Sarayın bulunduğu bu mekan, kalenin güney ucunda büyük savunma duvarlarının tam üzerinde kalmıştır. Gördüğünüz ise Saray kompleksinin en alt terasıdır. Buradaki taşlar çok dikkatli ve estetik bir biçimde kesilmişlerdir (Testere gibi  tırtıklı yapısından anlaşıldığı gibi). Taşlar harç kullanılmadan ve aralık bırakılmadan Saray binasını inşa etmişlerdir. Buradan yukarıya doğru olan bir iki basamaktan ötürü sarayın ikinci katı da olduğu düşünülmektedir. Maalesef ikinci kattan geriye bir şey günümüze kalmamıştır.

Saray Binası’nın köşesinden dönünce altınızdan geçen ve biraz ilerinizde biten bir rampa (solda) göreceksiniz.
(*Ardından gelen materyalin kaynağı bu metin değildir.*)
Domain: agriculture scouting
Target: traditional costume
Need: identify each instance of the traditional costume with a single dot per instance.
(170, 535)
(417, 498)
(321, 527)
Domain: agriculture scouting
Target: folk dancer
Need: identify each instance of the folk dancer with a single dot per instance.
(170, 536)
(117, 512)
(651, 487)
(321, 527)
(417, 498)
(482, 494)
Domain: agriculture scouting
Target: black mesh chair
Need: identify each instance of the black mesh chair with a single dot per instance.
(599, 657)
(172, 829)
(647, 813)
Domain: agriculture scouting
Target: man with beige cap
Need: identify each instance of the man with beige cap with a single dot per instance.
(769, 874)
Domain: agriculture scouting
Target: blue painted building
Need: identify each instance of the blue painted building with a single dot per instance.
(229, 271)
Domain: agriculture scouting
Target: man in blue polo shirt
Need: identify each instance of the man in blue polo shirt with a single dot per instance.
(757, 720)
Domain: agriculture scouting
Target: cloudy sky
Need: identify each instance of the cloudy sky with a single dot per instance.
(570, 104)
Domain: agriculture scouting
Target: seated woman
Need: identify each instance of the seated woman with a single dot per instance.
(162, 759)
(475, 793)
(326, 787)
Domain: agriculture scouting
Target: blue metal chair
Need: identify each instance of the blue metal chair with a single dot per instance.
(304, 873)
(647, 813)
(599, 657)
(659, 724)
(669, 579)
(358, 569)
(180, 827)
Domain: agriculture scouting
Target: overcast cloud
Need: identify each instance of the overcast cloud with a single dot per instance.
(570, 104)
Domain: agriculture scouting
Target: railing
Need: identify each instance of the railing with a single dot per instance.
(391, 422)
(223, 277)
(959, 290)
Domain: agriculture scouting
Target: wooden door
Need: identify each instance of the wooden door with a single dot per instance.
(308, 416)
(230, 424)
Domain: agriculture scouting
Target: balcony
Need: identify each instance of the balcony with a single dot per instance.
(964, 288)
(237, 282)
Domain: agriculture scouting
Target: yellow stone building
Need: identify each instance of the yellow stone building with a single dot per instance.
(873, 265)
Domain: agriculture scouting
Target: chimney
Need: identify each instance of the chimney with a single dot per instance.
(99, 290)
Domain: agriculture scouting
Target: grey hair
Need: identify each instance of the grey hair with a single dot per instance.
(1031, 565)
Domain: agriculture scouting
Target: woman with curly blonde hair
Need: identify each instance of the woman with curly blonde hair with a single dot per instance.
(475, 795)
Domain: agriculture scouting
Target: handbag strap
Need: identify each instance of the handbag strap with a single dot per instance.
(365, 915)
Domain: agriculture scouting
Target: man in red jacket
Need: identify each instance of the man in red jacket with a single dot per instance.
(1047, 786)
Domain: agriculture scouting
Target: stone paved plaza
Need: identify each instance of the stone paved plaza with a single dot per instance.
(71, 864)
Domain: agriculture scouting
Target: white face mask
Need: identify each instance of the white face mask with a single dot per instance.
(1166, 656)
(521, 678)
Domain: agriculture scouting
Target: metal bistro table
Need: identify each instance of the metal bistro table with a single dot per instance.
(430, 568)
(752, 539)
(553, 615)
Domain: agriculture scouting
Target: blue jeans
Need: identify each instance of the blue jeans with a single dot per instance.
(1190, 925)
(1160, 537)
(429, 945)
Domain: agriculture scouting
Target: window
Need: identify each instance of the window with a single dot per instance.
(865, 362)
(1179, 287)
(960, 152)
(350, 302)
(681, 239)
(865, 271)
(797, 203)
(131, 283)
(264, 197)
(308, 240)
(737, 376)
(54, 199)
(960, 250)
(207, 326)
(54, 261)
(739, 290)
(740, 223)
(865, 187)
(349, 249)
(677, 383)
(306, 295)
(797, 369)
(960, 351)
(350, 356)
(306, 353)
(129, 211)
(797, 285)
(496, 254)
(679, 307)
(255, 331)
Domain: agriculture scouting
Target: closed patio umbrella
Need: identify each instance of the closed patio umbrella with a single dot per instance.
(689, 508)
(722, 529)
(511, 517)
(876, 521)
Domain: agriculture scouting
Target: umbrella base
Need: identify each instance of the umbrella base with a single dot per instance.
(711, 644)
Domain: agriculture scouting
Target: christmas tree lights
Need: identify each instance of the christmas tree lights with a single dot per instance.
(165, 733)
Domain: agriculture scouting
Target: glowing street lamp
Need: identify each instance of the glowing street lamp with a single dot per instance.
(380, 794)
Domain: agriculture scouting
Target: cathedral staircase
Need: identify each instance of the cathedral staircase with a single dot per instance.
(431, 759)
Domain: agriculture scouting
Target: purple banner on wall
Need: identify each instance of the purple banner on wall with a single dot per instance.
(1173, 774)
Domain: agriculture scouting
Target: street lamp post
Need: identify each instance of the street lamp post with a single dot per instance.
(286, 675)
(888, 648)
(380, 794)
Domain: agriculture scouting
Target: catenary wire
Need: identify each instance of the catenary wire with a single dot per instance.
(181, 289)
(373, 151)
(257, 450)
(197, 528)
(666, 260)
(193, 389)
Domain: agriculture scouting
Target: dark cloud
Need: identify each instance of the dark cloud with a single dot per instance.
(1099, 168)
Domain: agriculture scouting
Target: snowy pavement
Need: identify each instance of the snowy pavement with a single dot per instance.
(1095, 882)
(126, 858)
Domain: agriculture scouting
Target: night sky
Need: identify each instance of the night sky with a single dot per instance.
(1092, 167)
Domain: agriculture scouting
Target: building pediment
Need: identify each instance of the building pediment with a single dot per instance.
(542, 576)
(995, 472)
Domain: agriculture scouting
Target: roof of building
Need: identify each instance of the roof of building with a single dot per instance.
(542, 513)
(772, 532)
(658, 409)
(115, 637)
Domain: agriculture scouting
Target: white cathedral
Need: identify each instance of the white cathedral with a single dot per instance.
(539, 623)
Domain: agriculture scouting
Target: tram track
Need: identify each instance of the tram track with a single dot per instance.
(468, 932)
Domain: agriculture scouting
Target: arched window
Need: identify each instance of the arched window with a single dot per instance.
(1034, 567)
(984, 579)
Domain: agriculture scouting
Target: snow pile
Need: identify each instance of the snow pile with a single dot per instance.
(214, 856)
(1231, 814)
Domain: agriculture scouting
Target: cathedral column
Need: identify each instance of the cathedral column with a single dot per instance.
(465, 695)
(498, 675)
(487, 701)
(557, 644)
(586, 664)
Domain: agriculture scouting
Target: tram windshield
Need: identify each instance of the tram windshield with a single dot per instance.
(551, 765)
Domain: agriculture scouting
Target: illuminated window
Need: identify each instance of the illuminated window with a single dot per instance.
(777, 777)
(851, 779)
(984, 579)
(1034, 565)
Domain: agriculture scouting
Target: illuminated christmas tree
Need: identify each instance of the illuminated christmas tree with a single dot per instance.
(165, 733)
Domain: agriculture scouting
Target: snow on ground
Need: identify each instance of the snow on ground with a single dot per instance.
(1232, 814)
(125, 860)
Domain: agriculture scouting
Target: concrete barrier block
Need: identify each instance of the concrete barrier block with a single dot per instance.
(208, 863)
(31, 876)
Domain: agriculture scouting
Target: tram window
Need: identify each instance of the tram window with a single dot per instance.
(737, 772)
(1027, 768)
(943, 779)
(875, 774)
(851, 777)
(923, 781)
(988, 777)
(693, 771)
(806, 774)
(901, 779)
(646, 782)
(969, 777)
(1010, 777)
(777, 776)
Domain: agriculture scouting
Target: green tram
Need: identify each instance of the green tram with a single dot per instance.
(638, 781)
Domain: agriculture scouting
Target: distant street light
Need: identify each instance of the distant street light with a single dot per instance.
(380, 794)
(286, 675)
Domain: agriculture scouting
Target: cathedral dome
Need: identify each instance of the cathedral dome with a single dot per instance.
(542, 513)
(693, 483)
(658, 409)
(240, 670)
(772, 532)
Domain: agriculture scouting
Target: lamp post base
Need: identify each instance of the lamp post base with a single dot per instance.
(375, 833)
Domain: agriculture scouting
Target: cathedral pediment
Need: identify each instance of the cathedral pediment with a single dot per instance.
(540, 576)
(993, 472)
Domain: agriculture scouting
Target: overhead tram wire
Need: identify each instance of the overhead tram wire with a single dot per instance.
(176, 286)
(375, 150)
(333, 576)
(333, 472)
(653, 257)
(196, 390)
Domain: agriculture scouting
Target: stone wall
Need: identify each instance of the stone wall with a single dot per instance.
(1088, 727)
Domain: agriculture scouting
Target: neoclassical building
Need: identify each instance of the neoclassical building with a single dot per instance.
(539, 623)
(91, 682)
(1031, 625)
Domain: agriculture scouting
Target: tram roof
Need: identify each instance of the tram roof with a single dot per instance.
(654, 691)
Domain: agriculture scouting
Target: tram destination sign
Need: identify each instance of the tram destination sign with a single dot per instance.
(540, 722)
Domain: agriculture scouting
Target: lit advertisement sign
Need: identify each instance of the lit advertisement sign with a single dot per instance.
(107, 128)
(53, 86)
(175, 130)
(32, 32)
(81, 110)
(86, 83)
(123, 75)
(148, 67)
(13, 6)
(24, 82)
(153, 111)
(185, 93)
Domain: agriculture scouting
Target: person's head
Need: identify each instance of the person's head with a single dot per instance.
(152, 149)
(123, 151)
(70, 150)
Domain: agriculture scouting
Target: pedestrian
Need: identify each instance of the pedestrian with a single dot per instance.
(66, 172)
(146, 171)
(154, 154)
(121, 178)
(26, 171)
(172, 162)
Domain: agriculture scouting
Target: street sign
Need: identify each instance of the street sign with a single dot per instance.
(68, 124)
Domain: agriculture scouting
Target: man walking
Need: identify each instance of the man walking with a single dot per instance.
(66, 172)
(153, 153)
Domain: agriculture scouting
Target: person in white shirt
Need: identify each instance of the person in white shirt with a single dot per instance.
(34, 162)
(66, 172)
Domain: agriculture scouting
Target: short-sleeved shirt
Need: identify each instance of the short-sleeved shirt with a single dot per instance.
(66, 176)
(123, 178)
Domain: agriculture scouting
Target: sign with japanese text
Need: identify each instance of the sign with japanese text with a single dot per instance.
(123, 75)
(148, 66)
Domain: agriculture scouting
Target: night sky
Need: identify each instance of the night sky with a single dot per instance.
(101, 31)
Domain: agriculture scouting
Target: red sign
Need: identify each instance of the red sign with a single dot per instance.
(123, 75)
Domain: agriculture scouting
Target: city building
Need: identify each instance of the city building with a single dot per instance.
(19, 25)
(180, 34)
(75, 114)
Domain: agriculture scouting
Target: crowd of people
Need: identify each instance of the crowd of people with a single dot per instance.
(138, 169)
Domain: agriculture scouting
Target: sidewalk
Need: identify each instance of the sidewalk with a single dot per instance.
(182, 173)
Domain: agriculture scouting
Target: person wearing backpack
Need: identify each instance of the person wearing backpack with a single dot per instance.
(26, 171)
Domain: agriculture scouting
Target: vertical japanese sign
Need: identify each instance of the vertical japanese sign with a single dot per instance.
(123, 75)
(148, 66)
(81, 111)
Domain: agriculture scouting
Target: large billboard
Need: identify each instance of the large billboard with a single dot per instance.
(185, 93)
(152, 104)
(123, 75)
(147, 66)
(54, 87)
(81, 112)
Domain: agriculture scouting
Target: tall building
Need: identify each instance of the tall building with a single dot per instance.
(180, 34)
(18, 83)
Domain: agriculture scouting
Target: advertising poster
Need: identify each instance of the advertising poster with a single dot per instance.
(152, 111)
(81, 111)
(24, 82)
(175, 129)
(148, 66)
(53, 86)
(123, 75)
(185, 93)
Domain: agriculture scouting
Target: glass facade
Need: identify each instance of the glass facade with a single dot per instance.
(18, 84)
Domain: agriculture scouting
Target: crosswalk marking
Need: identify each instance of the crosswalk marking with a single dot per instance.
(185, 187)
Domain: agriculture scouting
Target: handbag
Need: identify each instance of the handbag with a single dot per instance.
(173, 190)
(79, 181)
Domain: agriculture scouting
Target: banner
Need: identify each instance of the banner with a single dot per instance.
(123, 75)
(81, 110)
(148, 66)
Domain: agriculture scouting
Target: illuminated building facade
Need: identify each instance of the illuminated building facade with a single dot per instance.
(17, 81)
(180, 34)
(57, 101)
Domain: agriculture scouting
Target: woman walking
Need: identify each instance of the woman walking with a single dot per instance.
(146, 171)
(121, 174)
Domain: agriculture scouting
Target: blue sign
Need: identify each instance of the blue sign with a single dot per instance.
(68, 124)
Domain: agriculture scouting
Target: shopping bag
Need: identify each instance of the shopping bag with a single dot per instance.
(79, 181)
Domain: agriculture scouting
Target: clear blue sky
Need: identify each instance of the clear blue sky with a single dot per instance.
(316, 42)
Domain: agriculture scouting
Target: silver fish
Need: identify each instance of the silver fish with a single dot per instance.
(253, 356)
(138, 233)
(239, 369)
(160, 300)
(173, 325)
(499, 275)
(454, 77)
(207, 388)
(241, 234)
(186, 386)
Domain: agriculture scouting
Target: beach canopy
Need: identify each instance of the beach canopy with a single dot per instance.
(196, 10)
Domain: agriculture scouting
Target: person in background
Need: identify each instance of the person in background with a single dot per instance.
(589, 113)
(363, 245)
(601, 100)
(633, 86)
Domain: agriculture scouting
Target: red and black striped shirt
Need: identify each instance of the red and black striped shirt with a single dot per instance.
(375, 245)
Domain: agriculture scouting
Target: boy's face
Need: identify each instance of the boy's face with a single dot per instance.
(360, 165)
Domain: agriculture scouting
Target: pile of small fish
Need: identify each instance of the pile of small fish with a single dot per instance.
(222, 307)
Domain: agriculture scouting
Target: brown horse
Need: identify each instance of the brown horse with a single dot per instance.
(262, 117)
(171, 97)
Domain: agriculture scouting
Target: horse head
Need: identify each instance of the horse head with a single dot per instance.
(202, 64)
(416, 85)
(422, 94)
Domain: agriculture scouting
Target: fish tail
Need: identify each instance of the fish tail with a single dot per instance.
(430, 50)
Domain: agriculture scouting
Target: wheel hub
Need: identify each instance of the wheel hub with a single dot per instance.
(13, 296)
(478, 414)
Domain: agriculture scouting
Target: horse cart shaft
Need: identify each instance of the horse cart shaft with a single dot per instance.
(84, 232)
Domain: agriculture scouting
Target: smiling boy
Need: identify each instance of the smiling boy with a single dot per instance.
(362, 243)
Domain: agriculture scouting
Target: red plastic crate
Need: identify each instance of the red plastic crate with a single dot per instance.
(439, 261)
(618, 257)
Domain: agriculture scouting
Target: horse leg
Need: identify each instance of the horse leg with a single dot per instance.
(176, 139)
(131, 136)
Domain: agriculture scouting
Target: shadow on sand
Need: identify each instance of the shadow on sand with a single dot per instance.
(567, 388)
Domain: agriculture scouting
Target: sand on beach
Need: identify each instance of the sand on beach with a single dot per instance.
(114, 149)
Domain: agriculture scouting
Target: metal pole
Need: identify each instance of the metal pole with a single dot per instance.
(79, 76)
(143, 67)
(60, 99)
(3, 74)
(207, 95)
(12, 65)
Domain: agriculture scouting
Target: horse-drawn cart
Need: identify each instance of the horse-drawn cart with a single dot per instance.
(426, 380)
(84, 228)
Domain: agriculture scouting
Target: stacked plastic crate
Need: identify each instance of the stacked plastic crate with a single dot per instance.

Rampanın olduğu bu alanda savunma duvarını da biraz görebilirsiniz. Burası şehrin asıl girişi değildir. Buradaki Truva II kalesi, 2 metre kalındığında bir yangın ile sona ermiştir. Bu kapının sol tarafında efsanevi Priamos Hazine’si bulunmuştur. Priamos Hazinesinin buradan çıkması hem kalenin önemini, hem Truva’nın zenginliğini hem de el sanatlarındaki uslatılığı sergilemiştir.

Günümüzde Truva Gazinesi Moskova ve St. Petersburg’a dağılmıştır.Rampayı solunuza alıp devam edince ise Schliemman Yarması (sağda) diye anılan bir alana ulaşıyorsunuz. Schliemman, Truva Antik kentini bulan ve efsanevi hazineye ulaşabilmek için kenti harap eden kişidir. Kazılarında kentin bulunduğu höyüğün ortasında geçen 40 m genişliğinde ve 17 m. derinliğinde kuzey güney yarması açmıştır. Troia 1 dönemine ait üst tabakadaki önemli kalıntıları kısmen ya da tamamen tahrip etmiştir. Damlar günümüze kadar ulaşmamıştır (ağaç ve dallardan yapılmışlardır)

Hemen ileride  Savunma Duvarı bulunuyor: Ana kaya üzerine kurulmuş ve hafif içeriye doğru eğimli bir yapıdadır. Bu yelkenli yapının içerisinde(solda), Truva zamanına ait ve tamamen korunmuş kerpiç- tuğlalı yapı bulunuyor.

Yolun devamında Kutsal Alan’dan sonra tekrar vadiye ama bakabildiğiniz bir alana Athena Tapınağı alanına ulaşıyoruz. Burası her yıl Tanrıça Athena onuruna düzenlenen şenliklerin merkezi haline gelmiştir. Burada kurbanlar kesilmekte ve yarışmalar yapılmaktaydı.